Austria. Car toll: 390 million euros, truck toll: 1,100 million euros; 800 million euros spent on annual road construction and maintenance. About half the car toll revenues come from foreign drivers. The Austrian car toll is about 80 euros/year, for residents and foreigners alike.

Switzerland. Car toll: 300 million euros, truck toll: 1,250 million euros; 1,250 million euros spent on annual road construction and maintenance. About 1/3 of the car toll revenues come from foreign drivers. The Swiss car toll is about 33 euros/year for residents and foreigners alike.

Germany. Truck toll: 4,600 million euros; ~5,000 million euros spent on annual road construction and maintenance. Estimates for revenues from an autobahn car toll vary between 350 and 700 million annually (the low number is from the A.D.A.C. drivers’ association and the high number is from the C.S.U.-led transportation ministry).

Austria and Switzerland said they spent 7% to 12% of the autobahn car toll revenues on its administrative costs. In Germany administrative costs could be much higher because of the C.S.U.’s plan to return the money to Bavarian drivers by offsetting it from their car tax. The toll might thus merely bring a bad reputation, highly-public permission for anti-foreigner sentiment and at most a few hundred million euros to fix a budget gap of billions.

Update on 11 Nov 2013: The two parties agreed to temporarily stop discussing a new car toll in their grosse Koalition negotiations.

Update on 27 Nov 2013: Austria and Holland threatened to sue Germany before the European Court of Justice if Germany implements the C.S.U.’s car toll on foreign drivers. The negotiated grosse Koalition agreement presented on Wed. 27 Nov 2013 said yes to the toll if it violated no E.U. rules and negatively impacted no German drivers.

Update on 01 Dec 2013: Protesters walked carrying signs on the Bavarian and Austrian sides of the Inntal A12 autobahn, demonstrating against car tolls. Austria had announced it would create a new checkpoint there to verify that drivers had paid its car toll, probably in reaction to Bavarian politicians’ insistence on an anti-foreigner car toll. People living on both sides of the border fear cars will start filling up local roads trying to avoid the highway tolls. Strolling on the autobahn with friends and neighbors looked rather pleasant, and the Bavarian and Austrian mountains there are so beautiful.

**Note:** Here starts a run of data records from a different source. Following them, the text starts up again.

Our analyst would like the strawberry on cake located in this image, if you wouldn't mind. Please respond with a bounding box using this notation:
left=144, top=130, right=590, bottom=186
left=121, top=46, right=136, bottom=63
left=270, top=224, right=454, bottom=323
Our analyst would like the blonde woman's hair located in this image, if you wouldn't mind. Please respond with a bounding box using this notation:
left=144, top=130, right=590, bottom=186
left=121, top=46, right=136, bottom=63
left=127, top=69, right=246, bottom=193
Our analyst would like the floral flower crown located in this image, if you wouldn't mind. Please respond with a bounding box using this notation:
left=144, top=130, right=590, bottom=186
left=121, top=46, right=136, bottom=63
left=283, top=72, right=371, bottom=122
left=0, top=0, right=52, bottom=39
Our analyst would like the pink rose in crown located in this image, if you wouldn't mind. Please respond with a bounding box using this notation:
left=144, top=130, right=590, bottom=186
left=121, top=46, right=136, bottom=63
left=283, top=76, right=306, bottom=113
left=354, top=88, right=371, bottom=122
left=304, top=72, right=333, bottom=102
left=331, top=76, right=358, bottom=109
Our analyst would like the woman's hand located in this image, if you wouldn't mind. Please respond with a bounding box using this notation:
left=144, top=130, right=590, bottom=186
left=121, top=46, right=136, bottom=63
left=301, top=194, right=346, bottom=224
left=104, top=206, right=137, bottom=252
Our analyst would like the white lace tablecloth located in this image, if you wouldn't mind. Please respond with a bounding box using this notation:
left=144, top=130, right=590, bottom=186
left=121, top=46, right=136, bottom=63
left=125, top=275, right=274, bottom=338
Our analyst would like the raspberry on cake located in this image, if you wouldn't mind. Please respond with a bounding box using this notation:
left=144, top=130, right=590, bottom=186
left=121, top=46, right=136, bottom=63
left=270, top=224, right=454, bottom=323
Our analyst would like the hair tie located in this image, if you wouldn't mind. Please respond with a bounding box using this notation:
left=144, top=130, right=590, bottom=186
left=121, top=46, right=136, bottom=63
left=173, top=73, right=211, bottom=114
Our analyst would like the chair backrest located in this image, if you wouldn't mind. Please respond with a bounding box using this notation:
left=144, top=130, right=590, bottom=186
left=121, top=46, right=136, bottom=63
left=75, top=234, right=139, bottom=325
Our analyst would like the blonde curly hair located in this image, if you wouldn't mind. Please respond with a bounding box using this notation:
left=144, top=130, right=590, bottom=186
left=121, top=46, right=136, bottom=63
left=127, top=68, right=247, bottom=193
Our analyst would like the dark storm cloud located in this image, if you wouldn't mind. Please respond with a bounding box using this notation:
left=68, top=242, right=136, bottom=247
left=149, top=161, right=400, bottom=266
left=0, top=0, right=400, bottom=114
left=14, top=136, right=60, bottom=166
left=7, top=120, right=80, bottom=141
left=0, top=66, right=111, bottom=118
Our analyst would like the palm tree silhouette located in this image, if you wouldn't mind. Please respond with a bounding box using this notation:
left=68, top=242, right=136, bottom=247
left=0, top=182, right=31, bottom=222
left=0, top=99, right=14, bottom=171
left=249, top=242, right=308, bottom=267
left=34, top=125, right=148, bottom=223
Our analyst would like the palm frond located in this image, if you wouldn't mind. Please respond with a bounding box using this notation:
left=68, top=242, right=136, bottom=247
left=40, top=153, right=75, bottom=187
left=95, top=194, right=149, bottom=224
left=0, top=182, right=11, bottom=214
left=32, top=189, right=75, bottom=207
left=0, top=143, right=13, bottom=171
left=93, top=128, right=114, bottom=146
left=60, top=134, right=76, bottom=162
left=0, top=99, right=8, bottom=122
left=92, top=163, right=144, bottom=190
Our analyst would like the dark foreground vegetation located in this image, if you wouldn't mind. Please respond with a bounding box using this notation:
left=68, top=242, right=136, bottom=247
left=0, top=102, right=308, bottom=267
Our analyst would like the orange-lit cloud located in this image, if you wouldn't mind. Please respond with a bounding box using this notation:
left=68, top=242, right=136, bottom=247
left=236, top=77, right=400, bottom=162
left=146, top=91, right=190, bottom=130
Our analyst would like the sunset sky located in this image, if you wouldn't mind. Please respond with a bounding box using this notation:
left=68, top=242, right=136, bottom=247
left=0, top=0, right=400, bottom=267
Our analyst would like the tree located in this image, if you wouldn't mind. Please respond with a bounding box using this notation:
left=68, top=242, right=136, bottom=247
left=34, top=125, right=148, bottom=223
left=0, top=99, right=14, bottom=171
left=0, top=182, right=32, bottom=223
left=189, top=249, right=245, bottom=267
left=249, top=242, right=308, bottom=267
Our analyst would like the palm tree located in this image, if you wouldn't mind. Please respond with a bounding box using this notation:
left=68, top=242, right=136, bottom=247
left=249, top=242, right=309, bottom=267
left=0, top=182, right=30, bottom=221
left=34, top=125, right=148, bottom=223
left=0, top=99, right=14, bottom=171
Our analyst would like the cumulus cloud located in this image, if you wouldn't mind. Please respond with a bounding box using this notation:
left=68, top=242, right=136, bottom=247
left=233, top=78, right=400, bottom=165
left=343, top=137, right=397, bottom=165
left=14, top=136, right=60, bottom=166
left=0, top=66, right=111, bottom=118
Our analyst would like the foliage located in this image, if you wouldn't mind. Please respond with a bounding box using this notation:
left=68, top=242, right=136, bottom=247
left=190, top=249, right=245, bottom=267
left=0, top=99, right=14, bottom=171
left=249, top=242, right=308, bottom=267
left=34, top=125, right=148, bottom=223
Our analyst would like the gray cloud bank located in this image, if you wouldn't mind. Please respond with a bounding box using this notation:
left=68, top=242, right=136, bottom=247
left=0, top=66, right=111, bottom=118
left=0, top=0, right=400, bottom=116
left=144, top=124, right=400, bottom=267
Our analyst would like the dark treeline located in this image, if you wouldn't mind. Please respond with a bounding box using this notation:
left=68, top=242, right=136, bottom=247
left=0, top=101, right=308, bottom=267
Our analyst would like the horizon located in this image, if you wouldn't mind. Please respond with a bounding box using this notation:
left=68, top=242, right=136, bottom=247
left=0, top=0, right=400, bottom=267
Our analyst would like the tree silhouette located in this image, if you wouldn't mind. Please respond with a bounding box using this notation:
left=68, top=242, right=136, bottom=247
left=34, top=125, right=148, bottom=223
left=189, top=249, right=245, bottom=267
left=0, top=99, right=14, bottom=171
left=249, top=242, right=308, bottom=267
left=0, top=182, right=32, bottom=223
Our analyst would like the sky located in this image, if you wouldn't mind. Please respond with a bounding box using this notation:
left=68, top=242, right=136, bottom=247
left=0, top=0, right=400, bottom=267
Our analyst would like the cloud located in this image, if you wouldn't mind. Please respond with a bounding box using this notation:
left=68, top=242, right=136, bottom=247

(Pair ZOH! nen croft vog EN   m OW! t.)

Falschfahrer, Geisterfahrer

“Wrong drivers,” “ghost drivers.” Wrong-way drivers, people who enter the wrong side of the German autobahn, proceeding against traffic. I’ve never understood how they manage this, but you hear over and over on German radio traffic warnings about someone driving the wrong direction on this-or-that autobahn. After a recent accident, ADAC (German AAA) estimated there are about two wrong-way drivers per day in Germany. It sounds like autobahn entrances have the potential to be redesigned into somewhat safer sluices. Technical solutions are already being tested: Austria has installed tire barriers at its autobahn entrances that pop the tires of vehicles going the wrong direction, though this is said to hinder ambulances rushing to accident scenes. BMW is testing alarms.

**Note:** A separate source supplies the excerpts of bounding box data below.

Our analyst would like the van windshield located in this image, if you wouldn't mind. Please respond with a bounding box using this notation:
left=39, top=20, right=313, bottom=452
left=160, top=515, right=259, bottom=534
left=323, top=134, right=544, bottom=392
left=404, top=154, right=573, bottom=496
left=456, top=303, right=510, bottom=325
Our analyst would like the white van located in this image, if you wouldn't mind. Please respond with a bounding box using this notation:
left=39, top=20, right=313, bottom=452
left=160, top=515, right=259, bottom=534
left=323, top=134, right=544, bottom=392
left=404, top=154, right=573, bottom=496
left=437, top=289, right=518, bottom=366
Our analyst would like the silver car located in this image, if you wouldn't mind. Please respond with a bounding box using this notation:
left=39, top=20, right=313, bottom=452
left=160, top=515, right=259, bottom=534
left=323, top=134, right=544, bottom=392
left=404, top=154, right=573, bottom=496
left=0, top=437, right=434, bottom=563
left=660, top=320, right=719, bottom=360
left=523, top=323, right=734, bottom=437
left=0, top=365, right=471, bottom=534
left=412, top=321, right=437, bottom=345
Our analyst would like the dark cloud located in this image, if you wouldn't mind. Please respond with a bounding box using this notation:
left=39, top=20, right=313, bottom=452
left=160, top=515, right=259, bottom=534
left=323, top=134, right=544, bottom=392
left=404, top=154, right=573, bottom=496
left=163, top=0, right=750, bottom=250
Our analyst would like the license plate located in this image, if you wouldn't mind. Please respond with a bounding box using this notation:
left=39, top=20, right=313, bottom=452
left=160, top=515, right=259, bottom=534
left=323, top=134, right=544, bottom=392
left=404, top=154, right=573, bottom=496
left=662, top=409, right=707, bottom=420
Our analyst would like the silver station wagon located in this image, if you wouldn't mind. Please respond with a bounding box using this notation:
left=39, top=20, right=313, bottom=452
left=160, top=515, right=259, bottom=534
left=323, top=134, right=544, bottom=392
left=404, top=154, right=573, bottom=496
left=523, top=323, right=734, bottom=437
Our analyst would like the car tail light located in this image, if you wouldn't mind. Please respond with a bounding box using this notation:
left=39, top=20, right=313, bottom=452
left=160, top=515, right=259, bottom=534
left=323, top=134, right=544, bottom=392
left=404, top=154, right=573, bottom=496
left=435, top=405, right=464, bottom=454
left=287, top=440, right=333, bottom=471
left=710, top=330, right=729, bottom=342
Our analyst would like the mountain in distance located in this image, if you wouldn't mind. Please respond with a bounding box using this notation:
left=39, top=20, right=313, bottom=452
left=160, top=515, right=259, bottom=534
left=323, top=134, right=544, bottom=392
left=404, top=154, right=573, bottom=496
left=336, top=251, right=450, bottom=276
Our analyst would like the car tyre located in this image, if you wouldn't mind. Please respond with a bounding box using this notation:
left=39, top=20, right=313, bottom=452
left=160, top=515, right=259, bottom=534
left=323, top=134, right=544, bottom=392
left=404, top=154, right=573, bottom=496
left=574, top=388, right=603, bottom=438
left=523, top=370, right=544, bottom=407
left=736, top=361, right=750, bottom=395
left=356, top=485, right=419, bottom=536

Apparently there’s more “Bourne”-type driving the wrong way down one-way roads in Germany than I knew: this ZDF heute journal report from 22 Nov 2012 shows cars with diplomatic plates doing it pretty consistently in Berlin.

Update on 02 Jan 2013: Technical recommendations include better signage on autobahns and warnings in cars about dangerous driving ahead. ADAC recommends “dass Falschfahrermeldungen unbedingt in die Navigationssystem eingespeichert werden,” that wrong-way driving messages absolutely must be stored in the on-board navigation system. It’s unclear to me whether this means the navigation system should inform drivers or report them when they’re driving the wrong direction.